Successfully visualized from the web browser.


### Multiple runs 
Using config.yaml file

In [24]:
import yaml
import promptflow

pf = promptflow.PFClient()

with open("./runs_config.yaml", "r") as file:
    runs_config = yaml.safe_load(file)

# Access the contents of the config.yaml file
print(runs_config)

{'Run1': {'maxTokens': 3500, 'topK': 3, 'searchType': 'vector', 'tableName': 'msft_transcript'}, 'Run2': {'maxTokens': 3500, 'topK': 3, 'searchType': 'hybrid', 'tableName': 'msft_transcript'}}


In [25]:
# function to update param_config systematically 
import os 
def update_param_config(flow_path, config):
    base_dir = os.path.dirname(flow_path)
    param_config_path = os.path.join(base_dir, 'param_config.yaml')

    with open(param_config_path, 'r') as file:
        param_dict = yaml.safe_load(file)

    param_dict.update(config)

    with open(param_config_path, 'w') as file:
        yaml.dump(param_dict, file)


In [26]:
from datetime import datetime

run_time = datetime.now().strftime("%Y-%m-%d %H:%M:%S")


def run_dags(
    flow_path="../../rag-cosmos-postgres/flow.dag.yaml",
    data_path="../../datasets/evalset.csv",
    eval_flow_path="../../evaluator/eval_aistudio_score/",
    config=None,
):
    column_mapping = {
        "chat_history": "${data.chat_history}",
        "query": "${data.question}",
    }
    update_param_config(flow_path, config)

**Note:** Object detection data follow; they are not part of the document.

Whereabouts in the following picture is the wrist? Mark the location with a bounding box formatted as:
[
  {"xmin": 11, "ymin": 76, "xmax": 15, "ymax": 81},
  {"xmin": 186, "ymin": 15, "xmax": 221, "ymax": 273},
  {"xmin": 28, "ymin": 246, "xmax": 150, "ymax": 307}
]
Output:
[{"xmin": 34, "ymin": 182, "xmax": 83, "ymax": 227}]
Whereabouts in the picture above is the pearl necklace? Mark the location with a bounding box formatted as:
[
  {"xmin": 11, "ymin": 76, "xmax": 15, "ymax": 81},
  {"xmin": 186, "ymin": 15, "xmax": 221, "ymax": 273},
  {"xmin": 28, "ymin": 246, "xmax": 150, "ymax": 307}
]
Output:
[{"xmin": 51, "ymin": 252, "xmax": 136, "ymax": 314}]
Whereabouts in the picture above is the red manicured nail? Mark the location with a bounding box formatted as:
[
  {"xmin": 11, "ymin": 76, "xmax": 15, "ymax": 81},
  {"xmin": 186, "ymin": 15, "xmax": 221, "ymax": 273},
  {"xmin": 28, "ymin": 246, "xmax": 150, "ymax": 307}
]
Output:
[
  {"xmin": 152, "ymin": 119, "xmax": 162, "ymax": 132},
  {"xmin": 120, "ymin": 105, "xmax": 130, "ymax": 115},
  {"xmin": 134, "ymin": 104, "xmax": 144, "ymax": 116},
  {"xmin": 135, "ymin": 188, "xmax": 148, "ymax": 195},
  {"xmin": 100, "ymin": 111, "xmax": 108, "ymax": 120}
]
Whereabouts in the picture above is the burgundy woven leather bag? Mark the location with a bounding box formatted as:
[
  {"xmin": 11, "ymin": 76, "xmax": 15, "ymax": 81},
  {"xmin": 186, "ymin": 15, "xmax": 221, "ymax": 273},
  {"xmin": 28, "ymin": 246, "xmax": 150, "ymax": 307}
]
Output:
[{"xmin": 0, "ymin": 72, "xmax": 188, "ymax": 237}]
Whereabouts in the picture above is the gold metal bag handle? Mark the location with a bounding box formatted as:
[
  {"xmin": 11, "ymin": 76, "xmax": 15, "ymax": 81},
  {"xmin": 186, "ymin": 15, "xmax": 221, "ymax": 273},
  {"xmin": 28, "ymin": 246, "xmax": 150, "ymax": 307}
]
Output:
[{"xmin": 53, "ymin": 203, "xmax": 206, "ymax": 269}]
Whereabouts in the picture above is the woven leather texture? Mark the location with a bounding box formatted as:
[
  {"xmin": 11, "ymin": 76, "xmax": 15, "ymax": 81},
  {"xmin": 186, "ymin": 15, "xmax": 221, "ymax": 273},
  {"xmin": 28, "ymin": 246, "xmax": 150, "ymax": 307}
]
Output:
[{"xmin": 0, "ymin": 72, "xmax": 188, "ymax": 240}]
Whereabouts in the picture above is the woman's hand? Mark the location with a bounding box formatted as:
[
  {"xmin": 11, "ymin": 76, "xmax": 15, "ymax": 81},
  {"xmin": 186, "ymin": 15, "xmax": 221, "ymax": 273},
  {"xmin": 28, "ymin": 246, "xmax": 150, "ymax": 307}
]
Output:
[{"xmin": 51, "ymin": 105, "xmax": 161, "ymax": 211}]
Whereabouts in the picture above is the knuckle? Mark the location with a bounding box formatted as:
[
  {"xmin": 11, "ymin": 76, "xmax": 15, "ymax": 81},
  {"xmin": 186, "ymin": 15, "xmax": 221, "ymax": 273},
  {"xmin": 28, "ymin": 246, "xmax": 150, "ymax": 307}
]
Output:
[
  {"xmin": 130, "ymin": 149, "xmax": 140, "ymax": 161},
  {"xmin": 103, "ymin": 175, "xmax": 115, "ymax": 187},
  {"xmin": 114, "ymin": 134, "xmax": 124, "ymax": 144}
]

    copilot_run_from_config = pf.run(
        flow=flow_path,
        data=data_path,
        column_mapping=column_mapping,
        display_name="rag_postgres_run_from_config_" + run_time,
    )


    # pf.stream(current_run)
    # print(run_topk3)

    eval_run_from_config = pf.run(
        flow=eval_flow_path,
        run=copilot_run_from_config,
        data=data_path,
        column_mapping={
            "question": "${data.question}",
            "answer": "${data.answer}",
            "reply": "${run.outputs.reply}",
            "context": "${run.outputs.fetched_docs}",
            "log_params": "${run.outputs.log_params}",
        },
        display_name="eval_run_postgres_aistudio_scores_from_config_" + run_time,
    )
    return copilot_run_from_config, eval_run_from_config

In [27]:
i = 0
run_logs = {}
for run in runs_config:
    i += 1
    print(runs_config[run])
    copilot_run_from_config, eval_run_from_config = run_dags(config=runs_config[run])
    run_logs[i] = eval_run_from_config

{'maxTokens': 3500, 'topK': 3, 'searchType': 'vector', 'tableName': 'msft_transcript'}




{'maxTokens': 3500, 'topK': 3, 'searchType': 'hybrid', 'tableName': 'msft_transcript'}




In [29]:
for run_id in run_logs:
    print(run_id)
    pf.visualize(run_logs[run_id])

1
The HTML file is generated at 'C:\\Users\\hokhadiv\\AppData\\Local\\Temp\\pf-visualize-detail-4n8w4nix.html'.
Trying to view the result in a web browser...
Successfully visualized from the web browser.
2
The HTML file is generated at 'C:\\Users\\hokhadiv\\AppData\\Local\\Temp\\pf-visualize-detail-6iyac4r1.html'.
Trying to view the result in a web browser...
Successfully visualized from the web browser.